Talerico and Glover, to the undulating praise of their respective bases, both drop the specificity of the commands. Why? Do they not know their bible?
Obviously Talerico is out for destruction and will misuse and abuse any words from any writer as he goes about accomplishing his quest. Despite his claims to the contrary, the Bible books and their authors are not sacred or special to Talerico.
Glover is a different story.
For my part, I imagine that he feels some sense of “people are actually listening to me!” and for some reason, this translates to “…so I better not push them away!” (as it does to so many pastors who have 15-min of fame).
But (according to the library that we call “the Bible”) the blood of Jesus matters, which means the time he spent on earth matters, which means the other people alive with him mattered, which means the previous people who lived matter, which means that Moses’ words matter in their totality.
Moses was preaching Yahweh, not god. It would have been confusing (it still is confusing) if Moses told a bunch of prone-to-idolatry people, “Love god”. The response to this exhortation, back then and today, should always be, “Which god?”

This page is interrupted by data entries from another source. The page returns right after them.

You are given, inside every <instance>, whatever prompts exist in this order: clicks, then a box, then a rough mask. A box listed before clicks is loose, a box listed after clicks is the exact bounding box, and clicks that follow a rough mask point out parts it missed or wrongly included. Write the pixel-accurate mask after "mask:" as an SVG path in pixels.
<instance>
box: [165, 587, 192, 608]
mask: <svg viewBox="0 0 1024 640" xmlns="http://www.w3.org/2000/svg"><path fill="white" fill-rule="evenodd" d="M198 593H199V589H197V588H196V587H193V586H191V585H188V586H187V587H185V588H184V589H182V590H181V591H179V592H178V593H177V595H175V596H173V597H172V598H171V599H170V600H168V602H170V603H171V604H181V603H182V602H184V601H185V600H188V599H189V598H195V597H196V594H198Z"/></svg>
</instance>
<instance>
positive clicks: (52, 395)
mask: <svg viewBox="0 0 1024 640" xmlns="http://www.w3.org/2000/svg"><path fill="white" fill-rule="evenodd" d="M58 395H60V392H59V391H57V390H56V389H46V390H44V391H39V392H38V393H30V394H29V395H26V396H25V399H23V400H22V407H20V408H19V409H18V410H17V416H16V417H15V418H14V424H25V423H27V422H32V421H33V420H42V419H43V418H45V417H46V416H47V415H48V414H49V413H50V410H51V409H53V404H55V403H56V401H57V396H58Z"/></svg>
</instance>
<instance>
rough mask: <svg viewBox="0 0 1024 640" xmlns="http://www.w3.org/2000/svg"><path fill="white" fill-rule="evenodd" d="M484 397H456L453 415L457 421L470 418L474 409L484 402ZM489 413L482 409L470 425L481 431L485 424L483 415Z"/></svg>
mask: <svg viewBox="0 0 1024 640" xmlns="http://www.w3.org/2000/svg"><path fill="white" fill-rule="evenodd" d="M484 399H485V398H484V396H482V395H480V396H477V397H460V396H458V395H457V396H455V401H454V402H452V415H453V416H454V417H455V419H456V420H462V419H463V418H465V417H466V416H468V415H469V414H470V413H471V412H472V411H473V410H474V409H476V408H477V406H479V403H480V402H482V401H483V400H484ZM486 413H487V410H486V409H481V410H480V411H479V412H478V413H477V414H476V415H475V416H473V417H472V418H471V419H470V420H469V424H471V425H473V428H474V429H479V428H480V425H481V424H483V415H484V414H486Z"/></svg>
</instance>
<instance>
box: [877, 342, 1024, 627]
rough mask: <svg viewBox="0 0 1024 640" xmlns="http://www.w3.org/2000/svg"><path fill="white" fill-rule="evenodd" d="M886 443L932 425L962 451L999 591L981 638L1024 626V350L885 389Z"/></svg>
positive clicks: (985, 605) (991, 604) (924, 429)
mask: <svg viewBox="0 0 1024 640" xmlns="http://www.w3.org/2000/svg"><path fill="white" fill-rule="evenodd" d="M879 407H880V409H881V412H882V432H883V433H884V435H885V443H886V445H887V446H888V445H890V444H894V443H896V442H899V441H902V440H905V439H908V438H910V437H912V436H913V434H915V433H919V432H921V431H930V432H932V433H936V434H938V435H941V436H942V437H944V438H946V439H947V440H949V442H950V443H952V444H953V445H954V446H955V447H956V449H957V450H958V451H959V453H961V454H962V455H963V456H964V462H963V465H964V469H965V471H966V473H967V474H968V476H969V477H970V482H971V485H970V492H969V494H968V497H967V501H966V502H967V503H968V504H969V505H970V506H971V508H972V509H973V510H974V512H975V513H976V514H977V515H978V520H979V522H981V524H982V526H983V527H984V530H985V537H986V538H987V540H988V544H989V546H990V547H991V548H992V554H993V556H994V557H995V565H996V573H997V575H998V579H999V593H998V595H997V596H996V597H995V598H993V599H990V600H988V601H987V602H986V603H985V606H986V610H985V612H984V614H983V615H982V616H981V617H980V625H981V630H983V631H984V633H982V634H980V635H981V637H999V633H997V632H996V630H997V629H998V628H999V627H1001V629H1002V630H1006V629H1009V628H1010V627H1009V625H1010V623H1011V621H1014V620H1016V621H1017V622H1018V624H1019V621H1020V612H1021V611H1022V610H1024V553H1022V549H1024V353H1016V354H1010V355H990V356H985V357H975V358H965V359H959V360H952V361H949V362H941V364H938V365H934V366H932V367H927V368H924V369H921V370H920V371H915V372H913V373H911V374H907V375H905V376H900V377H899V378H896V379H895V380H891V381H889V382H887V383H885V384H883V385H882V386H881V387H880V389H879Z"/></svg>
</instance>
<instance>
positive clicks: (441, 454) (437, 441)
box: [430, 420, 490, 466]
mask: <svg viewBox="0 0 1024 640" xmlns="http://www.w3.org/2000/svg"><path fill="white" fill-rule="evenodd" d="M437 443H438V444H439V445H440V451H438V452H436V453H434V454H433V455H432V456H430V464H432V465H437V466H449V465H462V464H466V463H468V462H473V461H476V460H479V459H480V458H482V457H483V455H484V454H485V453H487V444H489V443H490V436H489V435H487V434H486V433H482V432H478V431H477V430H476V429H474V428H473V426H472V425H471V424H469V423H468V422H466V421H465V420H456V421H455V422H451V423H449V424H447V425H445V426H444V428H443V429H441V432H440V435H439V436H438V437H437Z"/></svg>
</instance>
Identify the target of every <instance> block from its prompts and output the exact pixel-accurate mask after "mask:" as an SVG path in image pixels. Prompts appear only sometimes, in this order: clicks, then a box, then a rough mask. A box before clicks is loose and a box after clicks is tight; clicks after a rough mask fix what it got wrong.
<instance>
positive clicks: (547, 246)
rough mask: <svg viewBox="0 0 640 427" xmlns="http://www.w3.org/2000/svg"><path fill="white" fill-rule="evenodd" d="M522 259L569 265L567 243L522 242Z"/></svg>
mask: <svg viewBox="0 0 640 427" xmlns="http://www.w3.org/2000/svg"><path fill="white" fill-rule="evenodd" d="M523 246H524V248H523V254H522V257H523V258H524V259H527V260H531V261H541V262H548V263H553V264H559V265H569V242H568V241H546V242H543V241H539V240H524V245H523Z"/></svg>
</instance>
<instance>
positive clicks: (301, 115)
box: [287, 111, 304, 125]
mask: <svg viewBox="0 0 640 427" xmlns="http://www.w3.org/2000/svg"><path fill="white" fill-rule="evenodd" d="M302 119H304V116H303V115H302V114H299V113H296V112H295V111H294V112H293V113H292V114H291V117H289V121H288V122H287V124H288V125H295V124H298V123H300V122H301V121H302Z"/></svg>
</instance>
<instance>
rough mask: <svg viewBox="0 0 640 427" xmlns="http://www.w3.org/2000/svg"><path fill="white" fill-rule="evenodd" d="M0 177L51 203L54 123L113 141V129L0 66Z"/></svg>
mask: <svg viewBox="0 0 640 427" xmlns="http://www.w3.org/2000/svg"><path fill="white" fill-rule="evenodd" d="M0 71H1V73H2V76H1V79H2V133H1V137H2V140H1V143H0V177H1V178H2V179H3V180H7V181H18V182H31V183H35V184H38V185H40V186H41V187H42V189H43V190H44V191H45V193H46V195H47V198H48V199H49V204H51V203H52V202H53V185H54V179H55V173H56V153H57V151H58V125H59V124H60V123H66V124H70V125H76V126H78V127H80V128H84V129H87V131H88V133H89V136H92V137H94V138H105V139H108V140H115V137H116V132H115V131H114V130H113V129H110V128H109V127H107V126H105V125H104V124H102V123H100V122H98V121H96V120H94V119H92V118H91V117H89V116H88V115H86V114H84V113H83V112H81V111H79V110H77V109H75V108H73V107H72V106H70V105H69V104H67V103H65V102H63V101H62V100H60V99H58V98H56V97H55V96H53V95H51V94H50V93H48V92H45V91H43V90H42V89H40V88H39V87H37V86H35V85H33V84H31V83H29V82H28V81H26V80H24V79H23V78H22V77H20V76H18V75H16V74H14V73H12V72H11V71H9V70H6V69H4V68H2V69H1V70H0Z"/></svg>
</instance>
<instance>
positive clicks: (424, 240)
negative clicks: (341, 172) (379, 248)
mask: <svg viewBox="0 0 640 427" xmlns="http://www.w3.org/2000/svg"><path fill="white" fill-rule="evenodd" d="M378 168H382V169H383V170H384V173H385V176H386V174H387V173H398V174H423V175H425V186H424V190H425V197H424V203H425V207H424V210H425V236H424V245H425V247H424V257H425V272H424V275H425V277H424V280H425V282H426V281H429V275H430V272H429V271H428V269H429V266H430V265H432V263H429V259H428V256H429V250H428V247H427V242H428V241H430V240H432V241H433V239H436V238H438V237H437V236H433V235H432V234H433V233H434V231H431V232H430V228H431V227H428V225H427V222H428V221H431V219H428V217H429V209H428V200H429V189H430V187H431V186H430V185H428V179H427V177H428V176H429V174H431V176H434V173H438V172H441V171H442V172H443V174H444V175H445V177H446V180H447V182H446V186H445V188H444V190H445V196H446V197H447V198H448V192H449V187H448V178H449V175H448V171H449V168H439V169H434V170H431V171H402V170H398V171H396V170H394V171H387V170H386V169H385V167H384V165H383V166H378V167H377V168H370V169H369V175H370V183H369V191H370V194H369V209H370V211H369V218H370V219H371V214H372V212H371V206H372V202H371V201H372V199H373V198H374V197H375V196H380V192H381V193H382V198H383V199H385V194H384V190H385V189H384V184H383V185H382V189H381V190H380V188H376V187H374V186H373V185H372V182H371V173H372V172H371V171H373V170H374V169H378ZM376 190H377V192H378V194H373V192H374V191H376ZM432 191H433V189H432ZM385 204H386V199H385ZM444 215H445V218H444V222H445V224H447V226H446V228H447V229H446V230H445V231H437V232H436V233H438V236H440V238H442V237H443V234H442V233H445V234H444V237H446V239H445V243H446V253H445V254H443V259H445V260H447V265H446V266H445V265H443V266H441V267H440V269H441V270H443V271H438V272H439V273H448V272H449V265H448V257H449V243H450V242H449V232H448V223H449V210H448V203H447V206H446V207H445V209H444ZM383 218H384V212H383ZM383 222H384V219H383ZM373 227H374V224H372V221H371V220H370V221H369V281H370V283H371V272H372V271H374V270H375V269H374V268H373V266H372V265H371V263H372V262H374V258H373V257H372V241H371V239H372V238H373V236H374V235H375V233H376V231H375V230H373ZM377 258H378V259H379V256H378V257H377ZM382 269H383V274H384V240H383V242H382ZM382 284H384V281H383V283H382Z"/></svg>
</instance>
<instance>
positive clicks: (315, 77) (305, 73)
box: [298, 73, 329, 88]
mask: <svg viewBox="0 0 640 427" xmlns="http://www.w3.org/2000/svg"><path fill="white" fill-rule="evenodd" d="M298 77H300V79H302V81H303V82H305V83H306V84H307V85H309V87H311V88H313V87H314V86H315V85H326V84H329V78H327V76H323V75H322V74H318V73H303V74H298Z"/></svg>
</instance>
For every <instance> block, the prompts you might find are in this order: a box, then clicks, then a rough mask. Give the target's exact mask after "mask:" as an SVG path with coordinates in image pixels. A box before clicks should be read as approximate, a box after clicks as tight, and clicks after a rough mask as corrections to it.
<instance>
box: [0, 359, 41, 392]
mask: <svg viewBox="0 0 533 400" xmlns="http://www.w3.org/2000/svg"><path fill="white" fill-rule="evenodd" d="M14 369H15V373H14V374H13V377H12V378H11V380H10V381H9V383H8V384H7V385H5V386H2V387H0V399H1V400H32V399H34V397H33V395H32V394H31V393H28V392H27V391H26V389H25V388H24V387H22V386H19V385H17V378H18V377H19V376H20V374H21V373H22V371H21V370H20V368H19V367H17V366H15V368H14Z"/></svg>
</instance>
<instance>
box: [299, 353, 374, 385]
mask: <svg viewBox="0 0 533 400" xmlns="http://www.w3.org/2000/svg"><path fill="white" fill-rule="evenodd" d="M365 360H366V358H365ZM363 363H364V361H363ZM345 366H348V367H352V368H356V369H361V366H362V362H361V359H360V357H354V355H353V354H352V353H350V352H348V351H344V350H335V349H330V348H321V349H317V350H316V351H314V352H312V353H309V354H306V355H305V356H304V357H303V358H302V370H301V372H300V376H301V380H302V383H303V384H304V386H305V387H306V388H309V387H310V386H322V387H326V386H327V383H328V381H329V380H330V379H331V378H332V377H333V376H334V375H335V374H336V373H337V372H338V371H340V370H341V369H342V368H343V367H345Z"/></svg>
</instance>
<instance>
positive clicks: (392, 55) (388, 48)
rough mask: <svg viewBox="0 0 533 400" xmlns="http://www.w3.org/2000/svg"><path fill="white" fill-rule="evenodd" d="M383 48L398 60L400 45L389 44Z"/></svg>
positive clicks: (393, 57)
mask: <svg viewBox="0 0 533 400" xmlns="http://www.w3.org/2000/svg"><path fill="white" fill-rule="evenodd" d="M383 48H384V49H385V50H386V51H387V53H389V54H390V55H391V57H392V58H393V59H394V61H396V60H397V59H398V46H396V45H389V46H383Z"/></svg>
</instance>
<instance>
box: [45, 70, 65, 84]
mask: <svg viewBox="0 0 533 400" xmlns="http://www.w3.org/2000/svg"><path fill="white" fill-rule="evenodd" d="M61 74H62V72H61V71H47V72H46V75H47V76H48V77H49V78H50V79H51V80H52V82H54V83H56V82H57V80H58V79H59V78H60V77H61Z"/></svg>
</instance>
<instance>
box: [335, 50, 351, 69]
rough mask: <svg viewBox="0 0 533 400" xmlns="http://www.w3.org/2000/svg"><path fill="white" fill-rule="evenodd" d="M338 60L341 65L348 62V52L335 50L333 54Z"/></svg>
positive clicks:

For his part, Jesus was talking to a scribe, which we can reasonably presume means literate man, and Jesus includes the full phrase from Moses, “the lord your god.”
It is not Biblical Christianity to read scripture and assume that because of the new and singular demonstration of Yahweh’s all-powerful status in the resurrection of his son Jesus the competition for “who is god” is over in the lives of us mortals.
Does Grover not know this? I don’t know. What I do know is it is obviously distasteful to push people away. And yet, the core and empowering belief and living hope of Christianity is the resurrected Christ Jesus (son of Yahweh). However, the fact that there is a specific and easily namable hope and belief of a religion does not prevent their from being many, many anti-Christ’s who disagree and don’t care about the belief.
The question for you is, “If you don’t quote scripture accurately, what are you even quoting?”
Quote it accurately, I say. Because, in a world of confusion and sin, using accurate quotations indirectly (indirect because you’re honoring the precise words of another instead of thinking their words don’t matter—as if all we care about is some ethereal, abstract concept) it indirectly conveys to the audience that you matter. And if you matter, they matter.
Life isn’t a simulation. Life isn’t a game. And more life is the goal. And as Paul wrote, “…if you confess with your mouth Jesus as lord (Yahweh/trinity talk) and believe in your heart that god (Yahweh) raised him from the dead you will be saved (Romans 10:9),” is the only way to get eternal life.